Radically-smaller cardiac monitor wins coveted industry accolade

Published: 27-Nov-2014

Medtronic's Reveal LINQ Insertable Cardiac Monitor wins Institution of Engineering and Technology Innovation Award

A revolutionary cardiac monitor which can be inserted under the skin to monitor heart rhythms has won an Institution of Engineering and Technology (IET) Innovation Award.

The Reveal LINQ Insertable Cardiac Monitor (ICM) created by Medtronic has this year won the Healthcare Technology category.

A team who specialise in shrinking medical devices to make them not only radically smaller, but also more efficient and more advanced versions of their ‘larger’ counterparts, decided to take on a new challenge to make a heart monitor that could be inserted under the skin quickly and leave no traces, meaning that heart rhythm could be monitored over long periods of time.

The Reveal LINQ ICM is the result. It is part of a powerful system that allows medical professionals to continuously and wirelessly monitor a patient’s heart for up to three years, ensuring any changes in their heart rhythm are spotted immediately and that a diagnosis can be made.
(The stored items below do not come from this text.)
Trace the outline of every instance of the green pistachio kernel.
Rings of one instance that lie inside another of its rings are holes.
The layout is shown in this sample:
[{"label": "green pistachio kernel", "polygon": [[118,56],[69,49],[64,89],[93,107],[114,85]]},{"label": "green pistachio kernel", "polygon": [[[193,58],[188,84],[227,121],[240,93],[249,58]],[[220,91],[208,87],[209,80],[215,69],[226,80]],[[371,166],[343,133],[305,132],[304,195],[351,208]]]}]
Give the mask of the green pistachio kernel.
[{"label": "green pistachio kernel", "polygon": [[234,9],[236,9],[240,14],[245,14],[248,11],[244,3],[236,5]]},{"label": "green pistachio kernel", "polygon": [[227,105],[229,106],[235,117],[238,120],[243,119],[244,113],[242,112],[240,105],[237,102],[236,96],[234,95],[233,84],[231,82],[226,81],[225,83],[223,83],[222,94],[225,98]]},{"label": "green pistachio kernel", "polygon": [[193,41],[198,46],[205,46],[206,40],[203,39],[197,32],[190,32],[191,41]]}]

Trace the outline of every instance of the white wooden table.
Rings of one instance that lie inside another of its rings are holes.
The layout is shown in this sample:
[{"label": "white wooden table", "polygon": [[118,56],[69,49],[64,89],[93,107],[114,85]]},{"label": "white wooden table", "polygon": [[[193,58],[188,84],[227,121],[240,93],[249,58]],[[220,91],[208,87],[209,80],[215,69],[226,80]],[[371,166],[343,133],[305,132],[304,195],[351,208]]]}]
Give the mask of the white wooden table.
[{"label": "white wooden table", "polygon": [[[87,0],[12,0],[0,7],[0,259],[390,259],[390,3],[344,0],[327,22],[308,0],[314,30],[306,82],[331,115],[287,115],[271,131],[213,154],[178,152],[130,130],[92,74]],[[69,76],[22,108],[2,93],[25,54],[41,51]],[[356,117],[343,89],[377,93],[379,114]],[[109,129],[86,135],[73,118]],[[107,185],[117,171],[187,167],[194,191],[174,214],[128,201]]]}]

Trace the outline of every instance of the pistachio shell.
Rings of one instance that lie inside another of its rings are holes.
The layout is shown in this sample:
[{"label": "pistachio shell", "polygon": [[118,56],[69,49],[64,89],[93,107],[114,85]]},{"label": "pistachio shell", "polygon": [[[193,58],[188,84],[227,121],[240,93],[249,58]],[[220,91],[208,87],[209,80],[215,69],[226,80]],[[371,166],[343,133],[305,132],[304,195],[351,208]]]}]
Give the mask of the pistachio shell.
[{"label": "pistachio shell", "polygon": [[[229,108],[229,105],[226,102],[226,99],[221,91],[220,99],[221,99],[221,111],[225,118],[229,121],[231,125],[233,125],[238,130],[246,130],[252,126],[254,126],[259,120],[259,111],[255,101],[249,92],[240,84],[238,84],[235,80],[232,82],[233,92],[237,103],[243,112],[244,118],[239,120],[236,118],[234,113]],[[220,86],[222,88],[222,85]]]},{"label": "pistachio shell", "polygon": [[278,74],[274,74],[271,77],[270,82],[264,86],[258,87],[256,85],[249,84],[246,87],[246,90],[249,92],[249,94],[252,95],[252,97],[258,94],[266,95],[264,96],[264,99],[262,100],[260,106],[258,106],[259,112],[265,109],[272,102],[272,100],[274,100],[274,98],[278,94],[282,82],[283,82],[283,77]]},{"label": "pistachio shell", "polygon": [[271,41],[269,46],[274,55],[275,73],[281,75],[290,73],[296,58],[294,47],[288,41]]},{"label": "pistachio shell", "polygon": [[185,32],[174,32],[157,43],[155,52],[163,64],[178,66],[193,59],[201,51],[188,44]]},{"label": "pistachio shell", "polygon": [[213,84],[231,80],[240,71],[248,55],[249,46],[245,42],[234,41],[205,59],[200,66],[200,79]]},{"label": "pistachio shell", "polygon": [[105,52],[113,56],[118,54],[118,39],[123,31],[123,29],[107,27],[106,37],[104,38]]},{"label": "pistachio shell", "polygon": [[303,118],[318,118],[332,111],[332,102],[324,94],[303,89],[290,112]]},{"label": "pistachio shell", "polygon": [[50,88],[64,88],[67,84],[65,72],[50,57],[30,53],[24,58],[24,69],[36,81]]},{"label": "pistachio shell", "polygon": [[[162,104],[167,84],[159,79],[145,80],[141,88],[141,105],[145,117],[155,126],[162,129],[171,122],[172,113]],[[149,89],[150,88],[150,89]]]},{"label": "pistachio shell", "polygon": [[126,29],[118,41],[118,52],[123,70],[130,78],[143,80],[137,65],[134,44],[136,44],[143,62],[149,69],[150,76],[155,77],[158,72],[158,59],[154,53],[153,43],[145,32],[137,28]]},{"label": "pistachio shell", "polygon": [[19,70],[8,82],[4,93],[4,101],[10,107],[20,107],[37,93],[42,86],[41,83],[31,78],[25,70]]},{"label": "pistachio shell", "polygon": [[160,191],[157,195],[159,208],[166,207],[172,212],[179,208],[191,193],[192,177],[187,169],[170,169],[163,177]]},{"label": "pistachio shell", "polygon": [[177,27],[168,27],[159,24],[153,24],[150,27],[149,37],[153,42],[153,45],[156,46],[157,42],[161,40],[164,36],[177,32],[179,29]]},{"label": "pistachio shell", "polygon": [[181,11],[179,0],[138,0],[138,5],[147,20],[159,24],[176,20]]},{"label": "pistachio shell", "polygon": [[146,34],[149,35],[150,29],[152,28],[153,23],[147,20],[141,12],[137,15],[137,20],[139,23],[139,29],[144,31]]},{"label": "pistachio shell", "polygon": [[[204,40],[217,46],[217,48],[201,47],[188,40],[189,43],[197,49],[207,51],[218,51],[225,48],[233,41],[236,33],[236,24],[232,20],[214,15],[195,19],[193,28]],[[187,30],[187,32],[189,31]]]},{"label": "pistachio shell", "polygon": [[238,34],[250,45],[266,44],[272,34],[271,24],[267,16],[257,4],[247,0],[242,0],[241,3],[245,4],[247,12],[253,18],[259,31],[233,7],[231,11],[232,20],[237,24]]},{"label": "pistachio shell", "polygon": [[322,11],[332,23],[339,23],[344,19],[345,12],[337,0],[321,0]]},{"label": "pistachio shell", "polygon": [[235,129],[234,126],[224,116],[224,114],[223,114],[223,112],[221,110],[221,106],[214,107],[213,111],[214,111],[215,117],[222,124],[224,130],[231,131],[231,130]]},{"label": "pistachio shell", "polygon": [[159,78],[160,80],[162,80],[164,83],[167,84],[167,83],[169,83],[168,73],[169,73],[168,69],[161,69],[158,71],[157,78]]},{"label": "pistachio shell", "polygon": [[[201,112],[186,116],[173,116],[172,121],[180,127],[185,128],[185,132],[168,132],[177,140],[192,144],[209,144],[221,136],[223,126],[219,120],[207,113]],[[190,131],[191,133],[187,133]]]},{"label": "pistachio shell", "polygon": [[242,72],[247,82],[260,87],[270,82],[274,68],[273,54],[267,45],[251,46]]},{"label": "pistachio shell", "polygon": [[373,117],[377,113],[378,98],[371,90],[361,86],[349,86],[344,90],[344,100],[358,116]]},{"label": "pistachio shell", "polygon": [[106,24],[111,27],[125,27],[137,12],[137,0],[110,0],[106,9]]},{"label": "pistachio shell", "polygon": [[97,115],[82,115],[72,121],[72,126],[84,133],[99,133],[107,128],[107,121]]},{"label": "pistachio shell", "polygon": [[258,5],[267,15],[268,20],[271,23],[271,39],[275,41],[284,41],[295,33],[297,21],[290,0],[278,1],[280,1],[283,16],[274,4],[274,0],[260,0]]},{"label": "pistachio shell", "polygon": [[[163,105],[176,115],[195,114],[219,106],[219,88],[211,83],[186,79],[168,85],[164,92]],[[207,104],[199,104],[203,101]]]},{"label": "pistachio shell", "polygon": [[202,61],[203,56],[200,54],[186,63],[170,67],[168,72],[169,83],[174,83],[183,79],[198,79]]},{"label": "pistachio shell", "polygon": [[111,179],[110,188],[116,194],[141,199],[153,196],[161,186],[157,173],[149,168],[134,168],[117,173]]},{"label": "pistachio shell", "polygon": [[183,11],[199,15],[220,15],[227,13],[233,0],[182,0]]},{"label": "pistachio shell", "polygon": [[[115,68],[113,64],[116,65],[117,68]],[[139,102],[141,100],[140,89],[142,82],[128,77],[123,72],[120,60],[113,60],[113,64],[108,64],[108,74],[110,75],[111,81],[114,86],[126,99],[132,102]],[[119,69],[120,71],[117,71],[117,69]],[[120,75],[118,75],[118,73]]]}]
Heart rhythm disorders, also called arrhythmias, occur when there is a malfunction in the heart’s electrical impulses that co-ordinate how it beats. In some cases abnormal heart rhythms are not serious or in any way life threatening and can be addressed with simple lifestyle changes, like increasing exercise or changing diet. In other cases, when a patient’s wellbeing is seriously impacted, for example when a patient experiences recurrent fainting or palpitations, an unexplained stroke or atrial fibrillation, arrhythmias can be more serious and potentially life threatening.

Finding atrial fibrillation in patients who have had strokes of undetermined causes is a bit like playing hide-and-seek – sometimes, they can be impossible to find.

Medtronic scooped the award after beating four other shortlisted entries selected from over 400 entries from 22 countries. The other shortlisted entries came from the Renfrew Group and Dr Montmort University, Toshiba Medical, The Sure Chill Company and the Institute for Infocomm Research.

William Webb, IET president, said: “The IET Innovation Awards celebrate the best in global innovation, highlighting the rapid and exciting pace of development in today’s engineering and technology industry. Congratulations to the Medtronic team for their win. They were selected from a highly-impressive set of global innovations as one of the most-forward-thinking, pioneering innovations in the field.

Chris Garland from Medtronic added: “We are really pleased to have won this award. It is great to receive such recognition from an institution as renowned and long-running as the IET. Hopefully this award will mean that we can continue to invest in innovation that extends life for patients around the world, for many years.”